Laissons les pollutions chimiques aux allergologues, cancérologues et autres. Je préfère m’intéresser à une autre invasion qui devrait nous sembler insupportable : la loghorromanie ! Nous sommes infestés de mots, de pseudo-idées, de commentaires, d’analyses en tous genres, de comparatifs, pour commencer avec les plus nobles. Nous avons aussi droit aux onomatopées, aux phrases sans verbes, aux angliconneries du type : « en charge de », directement et littéralement dérivé du « in charge of »… Tout cela dans un flot de décibels compressés pour pouvoir mieux atteindre nos oreilles fatiguées. Heureusement il y a l’image pour nous consoler. Elle est en HD,3D, couleur vivid… Et là, il y a le miracle de la TNT, qui, depuis qu’elle est sensée être passée chez tous sans problème, n’arrive pas chez nous dans son entièreté. Donc pollution ajoutée des images qui se figent, doublée de ce chuintement métallique qui déchire le tympan.

Revenons aux mots, ceux qui s’appauvrissent, qui appauvrissent, qui redondent, qui aliènent. Tronquées, martyrisées, triturées les syllabes sont couchées sur la feuille. C’est maintenant l’œil qui fatigue, parce que la grammaire et l’orthographe ne sont plus une priorité que pour celles et ceux qui la maîtrisent correctement. J’ai reçu des centaines de mail, d’enseignants aussi, et surtout, qui donnaient mal à la tête. Pas de ponctuation mais des fautes, et pas seulement d’orthographe, de goût, c’est là le pire. Comment peut-on cerner les fautes de goût ? Simplement lorsqu’on sait que ce qu’on voit ne reflète pas la personnalité de l’expéditeur, mais simplement sa peine à se faire comprendre.
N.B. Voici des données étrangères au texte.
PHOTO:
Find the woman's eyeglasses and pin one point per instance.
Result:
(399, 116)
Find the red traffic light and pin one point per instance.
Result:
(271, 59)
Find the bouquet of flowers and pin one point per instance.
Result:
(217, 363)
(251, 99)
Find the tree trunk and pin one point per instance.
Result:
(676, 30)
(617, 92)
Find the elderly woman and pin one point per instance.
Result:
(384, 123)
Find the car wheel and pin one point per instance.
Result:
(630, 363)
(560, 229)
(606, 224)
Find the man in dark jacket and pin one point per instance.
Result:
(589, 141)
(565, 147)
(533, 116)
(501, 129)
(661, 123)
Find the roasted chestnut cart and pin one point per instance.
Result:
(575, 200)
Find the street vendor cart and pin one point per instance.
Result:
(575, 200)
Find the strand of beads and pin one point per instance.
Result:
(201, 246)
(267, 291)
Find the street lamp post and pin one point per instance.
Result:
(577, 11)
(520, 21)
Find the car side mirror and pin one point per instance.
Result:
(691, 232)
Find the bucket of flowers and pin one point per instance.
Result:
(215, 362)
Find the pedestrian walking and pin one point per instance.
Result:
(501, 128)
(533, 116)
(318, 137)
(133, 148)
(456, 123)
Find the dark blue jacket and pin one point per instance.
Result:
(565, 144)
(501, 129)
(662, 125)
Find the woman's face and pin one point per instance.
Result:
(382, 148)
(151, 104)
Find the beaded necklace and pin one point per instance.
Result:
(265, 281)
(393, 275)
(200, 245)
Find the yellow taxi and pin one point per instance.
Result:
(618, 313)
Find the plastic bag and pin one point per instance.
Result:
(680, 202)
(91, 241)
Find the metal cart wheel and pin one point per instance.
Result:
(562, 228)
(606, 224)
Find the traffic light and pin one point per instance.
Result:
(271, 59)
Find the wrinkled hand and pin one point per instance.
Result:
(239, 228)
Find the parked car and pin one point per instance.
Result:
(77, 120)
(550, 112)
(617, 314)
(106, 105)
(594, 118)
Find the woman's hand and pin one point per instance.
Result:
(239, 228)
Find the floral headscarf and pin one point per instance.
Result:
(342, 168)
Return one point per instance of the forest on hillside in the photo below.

Je termine avec les mots intimes, ceux dont on a besoin pour communiquer avec les gens qu’on aime. Ils ont grandi, se sont développés avec le rallongement de la scolarisation. Quelques emprunts, des fioritures : à la bonne heure. Et puis, patatras, il est arrivé une manière moderne d’apprécier l’autre en le kiffant. Tout un pan de mon romantisme exacerbé s’est effondré avec ce terme, au demeurant sympathique, mais pas esthétique, surtout lorsqu’il est accolé au mot bouffon…

Personne n’est obligé de croire sur parole que Verlaine avait une langue magnifique et ciselée mais lorsque je me souviens des vers que déclamait plusieurs fois par semaine mon père – j’étais alors émerveillé, sans vraiment tout comprendre, la magie opérait – j’en ai encore des frissons.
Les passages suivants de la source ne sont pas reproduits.